# What is $\frac {\partial \Gamma} {\partial \nu}$ on $\partial B_{\rho} (y)$?

I am studying Laplace's equation from the book "Elliptic partial differential equations of second order" written by Gilbarg and Trudinger. Here I am struggling to grasp a concept regarding the fundamental solution of Laplace's equation. Let $n \geq 3$ then the fundamental solution of Laplace's equation at a point $y \in \Omega$ is given by

$$\Gamma (x-y) = \Gamma (|x-y|) = \frac {1} { n (2-n)\omega_n} |x-y|^{2-n},$$ where $x \in \Omega \setminus \{y \}$.Let $B_{\rho} (y)$ denote an open ball centered at $y$ having some small radius $\rho$ . Then this book claims that $\frac {\partial \Gamma} {\partial \nu} = -\Gamma'(\rho)$ on $\partial B_{\rho} (y)$ (where $\nu$ is the unit outward normal to $\partial (\Omega-B_{\rho}))$ just before the equation $(2.16)$ but I couldn't figure out why it should be so.
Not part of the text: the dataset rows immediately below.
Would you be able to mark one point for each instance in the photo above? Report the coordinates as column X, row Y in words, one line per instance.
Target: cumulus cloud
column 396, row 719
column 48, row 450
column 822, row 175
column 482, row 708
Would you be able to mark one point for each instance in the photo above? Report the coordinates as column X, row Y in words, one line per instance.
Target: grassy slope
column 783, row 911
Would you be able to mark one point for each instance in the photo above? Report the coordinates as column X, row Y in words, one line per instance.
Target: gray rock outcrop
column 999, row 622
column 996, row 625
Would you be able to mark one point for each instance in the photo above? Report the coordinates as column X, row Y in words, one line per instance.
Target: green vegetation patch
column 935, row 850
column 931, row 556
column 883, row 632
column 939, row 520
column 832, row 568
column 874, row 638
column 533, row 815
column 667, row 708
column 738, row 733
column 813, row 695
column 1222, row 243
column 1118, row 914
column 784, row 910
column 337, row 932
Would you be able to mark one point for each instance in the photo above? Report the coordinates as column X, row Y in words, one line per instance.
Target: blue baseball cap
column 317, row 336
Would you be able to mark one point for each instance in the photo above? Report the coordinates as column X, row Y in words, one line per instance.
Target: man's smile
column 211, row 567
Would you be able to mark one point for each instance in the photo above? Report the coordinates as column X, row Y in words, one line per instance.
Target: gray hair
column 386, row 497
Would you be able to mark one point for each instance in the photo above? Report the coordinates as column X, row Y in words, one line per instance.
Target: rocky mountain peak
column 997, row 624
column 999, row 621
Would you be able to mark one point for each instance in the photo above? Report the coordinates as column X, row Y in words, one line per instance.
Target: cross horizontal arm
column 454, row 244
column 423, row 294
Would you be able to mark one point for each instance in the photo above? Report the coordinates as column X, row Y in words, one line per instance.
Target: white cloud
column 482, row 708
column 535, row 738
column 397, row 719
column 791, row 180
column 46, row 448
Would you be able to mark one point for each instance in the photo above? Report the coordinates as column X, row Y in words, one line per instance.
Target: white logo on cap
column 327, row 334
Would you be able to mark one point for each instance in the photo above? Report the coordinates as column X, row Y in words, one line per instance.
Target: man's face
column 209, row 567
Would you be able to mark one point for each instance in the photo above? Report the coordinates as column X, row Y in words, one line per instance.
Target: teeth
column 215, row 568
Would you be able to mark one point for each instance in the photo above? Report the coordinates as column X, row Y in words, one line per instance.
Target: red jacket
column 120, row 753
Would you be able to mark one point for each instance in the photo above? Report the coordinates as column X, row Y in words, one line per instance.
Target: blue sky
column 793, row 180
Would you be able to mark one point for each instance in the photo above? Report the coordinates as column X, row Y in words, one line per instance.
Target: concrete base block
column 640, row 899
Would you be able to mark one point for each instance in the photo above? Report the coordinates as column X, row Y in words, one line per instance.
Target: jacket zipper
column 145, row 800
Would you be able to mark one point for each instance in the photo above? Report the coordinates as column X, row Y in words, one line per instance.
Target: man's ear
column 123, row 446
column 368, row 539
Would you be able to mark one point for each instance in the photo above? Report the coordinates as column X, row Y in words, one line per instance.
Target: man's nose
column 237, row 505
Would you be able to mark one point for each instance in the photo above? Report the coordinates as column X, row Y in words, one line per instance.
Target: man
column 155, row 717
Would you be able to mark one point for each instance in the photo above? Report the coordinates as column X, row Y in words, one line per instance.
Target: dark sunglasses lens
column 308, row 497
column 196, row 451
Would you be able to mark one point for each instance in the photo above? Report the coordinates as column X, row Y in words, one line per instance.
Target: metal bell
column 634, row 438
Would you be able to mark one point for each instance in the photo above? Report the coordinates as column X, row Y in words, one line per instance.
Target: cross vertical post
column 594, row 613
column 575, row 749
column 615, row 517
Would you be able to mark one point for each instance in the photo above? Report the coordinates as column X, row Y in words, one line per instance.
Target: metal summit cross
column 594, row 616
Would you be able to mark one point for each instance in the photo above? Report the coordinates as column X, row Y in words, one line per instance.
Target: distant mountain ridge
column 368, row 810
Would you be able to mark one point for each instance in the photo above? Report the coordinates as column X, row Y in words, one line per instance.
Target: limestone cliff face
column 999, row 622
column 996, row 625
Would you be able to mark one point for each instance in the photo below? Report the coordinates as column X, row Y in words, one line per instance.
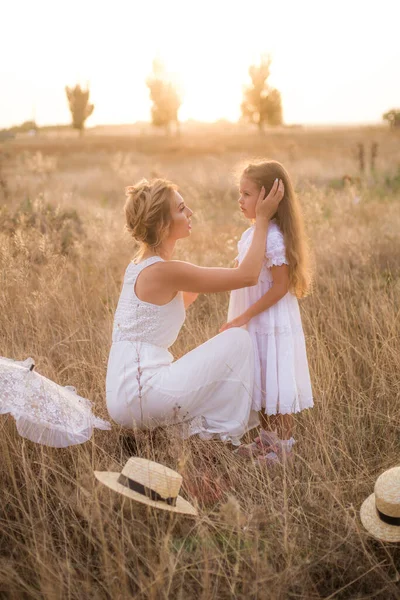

• So you are the same person posting this question? – user99914 Apr 15 '18 at 21:22
• No he is my friend.I also don't understand this part. So I opted to post it separately. – Dbchatto67 Apr 15 '18 at 21:24

At $x\in \partial B_\rho (y)$, the vector $v_x$ is given by

$$v_x =- \frac{ x-y}{|x-y|}.$$

Thus

$$\frac{\partial \Gamma}{\partial v} = v \cdot \nabla \Gamma =-\frac{x-y}{|x-y|} \cdot \left( \frac{n}{\omega_n} |x-y|^{1-n} \frac{x-y}{|x-y|}\right) = -\frac{n}{\omega_n} |x-y|^{1-n}.$$

On the other hand, writing $\rho = |x-y|$, so

$$\Gamma'(\rho) = \left( \frac{n}{(2-n)\omega_n} \rho^{2-n}\right)' = \frac{n}{\omega_n} \rho^{1-n}.$$

So $\frac{\partial \Gamma}{\partial v} = - \Gamma'(\rho)$.